SUNUNU: Look, the reason the president and Mitt Romney are not talking about this right now is they both understand that the issue the American public wants to hear about is the economy. And with all due respect to your personal interests in this issue, Piers, it is not going to be a major issue in the campaign. What is going to be an issue is how do we fix unemployment. How do we get jobs. And how do we create investment and how do we get out of this morass of non- recovery that we're in for the last four years.

MORGAN: Well, I understand that.

SUNUNU: That's what they're going to talk about.

MORGAN: No, no, I totally agree with you. That is the number one most important issue. What I don't agree with is the wall of silence from both the president and the man who would be president. Neither of whom want to upset the gun lobby. When -- you know, when Sikhs can't go to their temple, when Americans can't go to a movie theater, when congresswomen cannot walk out into the street without all being shot, something has to be done.

And doing nothing is not an option.

RENDELL: And interestingly, I slightly disagree --

SUNUNU: And passing a law is not going to change that.

RENDELL: I know, John.

MORGAN: Passing laws --

SUNUNU: Passing laws is not going to change it.

RENDELL: John --


MORGAN: Well, then what is the point of having laws --

RENDELL: John. John. If we --

MORGAN: Why bring laws in about anything?

RENDELL: If we outlaw those malleable bullet magazines the fella Holmes could have -- in the first minute when he killed most of the people, he would have had to reload six times. He couldn't have killed half of the people he killed.

MORGAN: He bought it -- he bought a magazine drum for his high powered assault weapon which he also bought perfectly legally and fired 100 bullets in a minute. RENDELL: John is right that the election is primarily about the economy. But people look in governors, mayors and presidents. They look for leadership qualities.
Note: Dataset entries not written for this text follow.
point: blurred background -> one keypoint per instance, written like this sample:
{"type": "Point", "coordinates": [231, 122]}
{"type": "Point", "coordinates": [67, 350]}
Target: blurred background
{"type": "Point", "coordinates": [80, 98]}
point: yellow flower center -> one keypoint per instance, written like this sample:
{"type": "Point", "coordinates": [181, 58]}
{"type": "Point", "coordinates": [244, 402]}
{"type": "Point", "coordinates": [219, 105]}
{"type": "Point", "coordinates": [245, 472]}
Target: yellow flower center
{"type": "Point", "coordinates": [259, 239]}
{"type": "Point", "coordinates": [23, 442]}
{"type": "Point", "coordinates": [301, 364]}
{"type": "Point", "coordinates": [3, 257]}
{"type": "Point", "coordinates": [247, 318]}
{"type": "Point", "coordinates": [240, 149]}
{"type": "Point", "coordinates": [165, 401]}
And a leadership quality is having the courage to stand up and say, guys, I don't care what the political ramifications are to me. This is wrong and we've got to stop it. I think if either one of the candidates have done it, I think President Obama did it early on in his term in a number of occasions.

If any one of them did it, the American people would say, I'm not sure I agree with them but boy, that's a lot of guts.

MORGAN: I completely agree.

RENDELL: That's a lot of guts.


SUNUNU: I will tell you this.

MORGAN: Otherwise, we become a "Nation of Wusses."

RENDELL: A "Nation of Wusses."

MORGAN: Governors, thank you both very much.

Last word to you, Governor Sununu.

SUNUNU: If Ed Rendell or Bill Clinton or Mitt Romney or Mitch Daniels or Haley Barbour had been president the last four years, you would not have the problem we have now. They are governors. They know how to cut budgets. What this country needs is somebody with that kind of experience instead of avoiding issues going in and putting the right policies in place. President Obama's failed because he really is a wuss.

MORGAN: OK. Let me just ask you both one final question. I just want one name out of both of you. Who would you choose if you were Mitt Romney as your VP? And let me start with you, Governor Sununu.

SUNUNU: Ed Rendell.


MORGAN: Governor Rendell?

RENDELL: I think I'd choose Condoleezza Rice because I think he's got some weaknesses in foreign affairs which he's demonstrated. I think she's a woman, she's an African-American, it would be out of the box and she would energize a lot of voters.

MORGAN: I completely agree. I think she's been overlooked and there was a little bubble about her a couple of weeks ago. It went away. I don't understand why she isn't a bigger favorite. She ticks all the boxes if you're Mitt Romney.

Please come back. The pair of you have been very entertaining. SUNUNU: Thanks, Ed. Enjoyed it.

MORGAN: Thoroughly enjoyed it.

SUNUNU: Thanks, Piers.

RENDELL: Thanks, John. Buy the book, buy the book.



SUNUNU: I bought it. I bought it. I read it last night.

MORGAN: We will not be extra wusses on this show.

So thank you both very much.

Coming up, the controversial Roseanne Barr, actress, comedian, and now, wait for it, presidential nominee.



BARR: Laugh your government to scorn in this election. That's my message. Do so by electing me and Cindy Sheehan. Times are tough but you know what me and Cindy are tougher. We're tougher.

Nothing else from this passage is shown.